Objective: Health authorities, employers, and worker representatives are increasingly faced with making decisions about occupational health surveillance of workers potentially exposed to engineered nanoparticles. This article was developed to identify options that can be considered.
Methods: The published scientific literature on health effects from engineered and incidental nanoparticles and the principles of occupational health surveillance were reviewed to describe possible options and the evidence base for them.
Results: Various options for occupational health surveillance were identified. The options ranged from no action targeted to nanotechnology workers to an approach that includes documentation of the presence of engineered nanoparticles, identification of potentially exposed workers, and general and targeted medical testing.

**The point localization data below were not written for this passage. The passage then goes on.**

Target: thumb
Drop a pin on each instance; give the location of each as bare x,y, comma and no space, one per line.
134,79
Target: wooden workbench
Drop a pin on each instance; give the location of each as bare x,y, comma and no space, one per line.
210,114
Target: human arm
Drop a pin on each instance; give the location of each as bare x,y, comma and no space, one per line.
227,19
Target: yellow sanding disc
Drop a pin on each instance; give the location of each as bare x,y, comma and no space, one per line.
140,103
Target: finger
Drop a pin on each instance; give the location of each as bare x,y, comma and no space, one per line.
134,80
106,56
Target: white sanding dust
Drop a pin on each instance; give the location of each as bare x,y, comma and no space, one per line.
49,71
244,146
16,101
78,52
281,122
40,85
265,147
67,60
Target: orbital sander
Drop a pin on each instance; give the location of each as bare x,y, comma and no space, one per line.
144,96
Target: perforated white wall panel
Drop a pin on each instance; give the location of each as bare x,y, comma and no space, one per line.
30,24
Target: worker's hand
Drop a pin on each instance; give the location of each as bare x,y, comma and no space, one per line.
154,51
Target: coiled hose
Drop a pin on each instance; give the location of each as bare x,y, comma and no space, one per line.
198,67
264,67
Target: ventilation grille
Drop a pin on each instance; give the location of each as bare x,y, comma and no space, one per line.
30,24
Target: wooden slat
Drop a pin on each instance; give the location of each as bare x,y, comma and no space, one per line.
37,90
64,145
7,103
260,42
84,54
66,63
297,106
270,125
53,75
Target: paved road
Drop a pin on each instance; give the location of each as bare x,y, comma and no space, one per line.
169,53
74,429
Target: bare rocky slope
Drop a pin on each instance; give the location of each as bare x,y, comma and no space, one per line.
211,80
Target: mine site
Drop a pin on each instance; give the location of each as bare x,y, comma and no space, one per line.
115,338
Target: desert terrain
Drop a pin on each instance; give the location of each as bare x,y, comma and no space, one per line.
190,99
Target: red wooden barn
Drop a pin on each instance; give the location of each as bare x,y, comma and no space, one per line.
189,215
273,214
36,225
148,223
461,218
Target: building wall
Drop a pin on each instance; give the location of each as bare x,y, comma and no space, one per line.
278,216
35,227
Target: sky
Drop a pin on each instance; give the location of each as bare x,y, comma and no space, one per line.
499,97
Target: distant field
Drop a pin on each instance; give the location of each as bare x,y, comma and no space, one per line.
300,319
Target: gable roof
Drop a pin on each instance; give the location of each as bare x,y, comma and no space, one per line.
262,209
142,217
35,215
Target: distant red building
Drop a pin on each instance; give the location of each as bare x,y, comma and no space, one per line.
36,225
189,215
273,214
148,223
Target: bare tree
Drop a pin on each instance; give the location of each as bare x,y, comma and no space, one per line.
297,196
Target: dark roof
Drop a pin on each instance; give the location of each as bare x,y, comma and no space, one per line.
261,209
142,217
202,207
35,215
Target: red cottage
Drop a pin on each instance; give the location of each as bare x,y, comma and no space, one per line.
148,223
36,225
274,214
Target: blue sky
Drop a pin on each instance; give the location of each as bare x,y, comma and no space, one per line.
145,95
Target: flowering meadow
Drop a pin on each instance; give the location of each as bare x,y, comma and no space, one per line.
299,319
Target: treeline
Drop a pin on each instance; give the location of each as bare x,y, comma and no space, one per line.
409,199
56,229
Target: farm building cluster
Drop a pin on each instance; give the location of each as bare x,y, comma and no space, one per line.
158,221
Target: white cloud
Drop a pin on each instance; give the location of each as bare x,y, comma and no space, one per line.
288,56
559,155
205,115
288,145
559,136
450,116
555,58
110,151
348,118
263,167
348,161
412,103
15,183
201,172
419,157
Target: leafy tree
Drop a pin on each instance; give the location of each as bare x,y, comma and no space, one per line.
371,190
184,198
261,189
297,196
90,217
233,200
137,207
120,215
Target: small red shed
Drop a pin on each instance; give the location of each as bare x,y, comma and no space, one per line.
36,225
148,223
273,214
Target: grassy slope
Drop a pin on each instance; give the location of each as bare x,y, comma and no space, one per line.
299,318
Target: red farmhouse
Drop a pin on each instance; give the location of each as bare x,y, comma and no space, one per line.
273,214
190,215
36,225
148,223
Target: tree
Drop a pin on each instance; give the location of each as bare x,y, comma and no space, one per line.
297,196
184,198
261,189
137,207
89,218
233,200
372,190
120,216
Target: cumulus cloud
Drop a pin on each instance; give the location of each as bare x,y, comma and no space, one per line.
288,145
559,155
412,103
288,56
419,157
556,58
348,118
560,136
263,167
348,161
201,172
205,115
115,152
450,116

Conclusions: Although the first priority should be to implement appropriate primary preventive measures, additional efforts to monitor employee health may be warranted. Continued research is needed, and the collection of such information for exposure registries may be useful for future epidemiologic studies.
From the National Institute for Occupational Safety and Health (Drs Schulte, Trout, Kuempel, Geraci, and Castranova, and Mr Zumwalde), Centers for Disease Control and Prevention, Cincinnati, Ohio; ENVIRON International Corporation (Dr Mundt), Amherst, Mass; and University of Medicine and Dentistry of New Jersey (Dr Halperin), NJ.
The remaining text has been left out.